Reputation: 113
I have installed Apache Nutch 2.3.1 on top of Hadoop(2.5.2) multi node clusters (AWS EC2 machines). I have configured Nutch files accordingly(On master node). I have moved seed.txt file(which has urls to be crawled) from master to Hdfs file system. Now, I run the following command to crawl,
bin/hadoop jar /home/ubuntu/nutch/runtime/deploy/apache-nutch-2.3.1.job org.apache.nutch.crawl.Crawl urls -dir crawl -depth 1 -topN 5
I'm getting error,
Exception in thread "main" java.lang.ClassNotFoundException: org.apache.nutch.crawl.Crawl
at java.net.URLClassLoader.findClass(URLClassLoader.java:381)
at java.lang.ClassLoader.loadClass(ClassLoader.java:424)
at java.lang.ClassLoader.loadClass(ClassLoader.java:357)
at java.lang.Class.forName0(Native Method)
at java.lang.Class.forName(Class.java:348)
at org.apache.hadoop.util.RunJar.main(RunJar.java:205)
I have installed java - 1.8.0_151. I found that Crawl Class in not found in this java version. So, should we replace java1.8 with java1.7 version or issue is with other thing.

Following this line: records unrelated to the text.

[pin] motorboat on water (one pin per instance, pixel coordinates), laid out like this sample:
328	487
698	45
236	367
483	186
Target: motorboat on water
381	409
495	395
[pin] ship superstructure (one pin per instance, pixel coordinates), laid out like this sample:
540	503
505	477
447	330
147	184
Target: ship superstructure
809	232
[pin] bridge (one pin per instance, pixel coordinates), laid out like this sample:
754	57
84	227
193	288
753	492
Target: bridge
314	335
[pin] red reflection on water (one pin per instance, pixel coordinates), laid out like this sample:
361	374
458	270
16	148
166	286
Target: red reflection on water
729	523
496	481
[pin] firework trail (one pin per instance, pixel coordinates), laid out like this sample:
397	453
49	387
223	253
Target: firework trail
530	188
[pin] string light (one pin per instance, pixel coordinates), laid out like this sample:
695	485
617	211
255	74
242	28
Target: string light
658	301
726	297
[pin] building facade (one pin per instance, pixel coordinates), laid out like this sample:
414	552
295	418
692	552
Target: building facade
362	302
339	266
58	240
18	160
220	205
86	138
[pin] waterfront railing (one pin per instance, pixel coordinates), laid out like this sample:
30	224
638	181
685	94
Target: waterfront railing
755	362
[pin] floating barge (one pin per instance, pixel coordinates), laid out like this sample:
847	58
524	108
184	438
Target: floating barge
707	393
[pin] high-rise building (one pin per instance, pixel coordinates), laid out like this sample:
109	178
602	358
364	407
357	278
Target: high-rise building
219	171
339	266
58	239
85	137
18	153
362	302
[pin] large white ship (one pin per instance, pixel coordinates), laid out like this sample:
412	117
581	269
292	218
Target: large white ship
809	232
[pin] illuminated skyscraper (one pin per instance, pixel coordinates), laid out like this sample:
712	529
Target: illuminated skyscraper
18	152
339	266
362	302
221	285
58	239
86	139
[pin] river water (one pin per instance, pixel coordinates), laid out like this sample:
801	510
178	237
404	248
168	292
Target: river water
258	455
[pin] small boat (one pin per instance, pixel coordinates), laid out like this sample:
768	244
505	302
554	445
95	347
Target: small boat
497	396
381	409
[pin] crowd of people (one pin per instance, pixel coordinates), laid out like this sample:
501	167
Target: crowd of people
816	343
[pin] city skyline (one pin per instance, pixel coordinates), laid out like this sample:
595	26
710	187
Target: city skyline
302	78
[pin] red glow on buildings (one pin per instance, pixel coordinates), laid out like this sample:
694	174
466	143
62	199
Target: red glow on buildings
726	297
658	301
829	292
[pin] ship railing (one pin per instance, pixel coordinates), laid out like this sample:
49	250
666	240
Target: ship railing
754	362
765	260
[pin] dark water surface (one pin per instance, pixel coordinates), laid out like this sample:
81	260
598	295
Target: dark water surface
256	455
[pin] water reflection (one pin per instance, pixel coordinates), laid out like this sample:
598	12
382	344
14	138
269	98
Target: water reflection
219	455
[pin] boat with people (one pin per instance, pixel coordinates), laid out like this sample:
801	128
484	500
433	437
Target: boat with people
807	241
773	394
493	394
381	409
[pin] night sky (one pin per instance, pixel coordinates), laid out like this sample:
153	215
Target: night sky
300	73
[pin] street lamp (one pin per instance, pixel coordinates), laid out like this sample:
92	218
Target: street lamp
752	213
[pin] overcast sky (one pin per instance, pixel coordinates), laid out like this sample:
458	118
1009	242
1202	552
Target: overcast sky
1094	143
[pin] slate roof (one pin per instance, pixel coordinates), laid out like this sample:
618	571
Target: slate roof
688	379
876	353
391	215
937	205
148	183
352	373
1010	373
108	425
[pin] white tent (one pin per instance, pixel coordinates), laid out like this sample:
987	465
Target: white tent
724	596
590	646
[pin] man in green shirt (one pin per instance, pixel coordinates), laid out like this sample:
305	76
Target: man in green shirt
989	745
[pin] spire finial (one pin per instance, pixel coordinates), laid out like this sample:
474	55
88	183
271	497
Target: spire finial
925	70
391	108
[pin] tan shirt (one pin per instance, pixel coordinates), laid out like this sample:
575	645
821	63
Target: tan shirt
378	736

Help me out of this issue.
Upvotes: 0
Views: 287
Reputation: 2239
The class org.apache.nutch.crawl.Crawl
has been removed since many years. It's recommended to run the shell script bin/crawl instead. It will launch Hadoop jobs for every step of a crawl: inject, generate, fetch, parse, etc. Alternatively, you can run each step via bin/nutch, cf. https://wiki.apache.org/nutch/Nutch2Tutorial
Upvotes: 3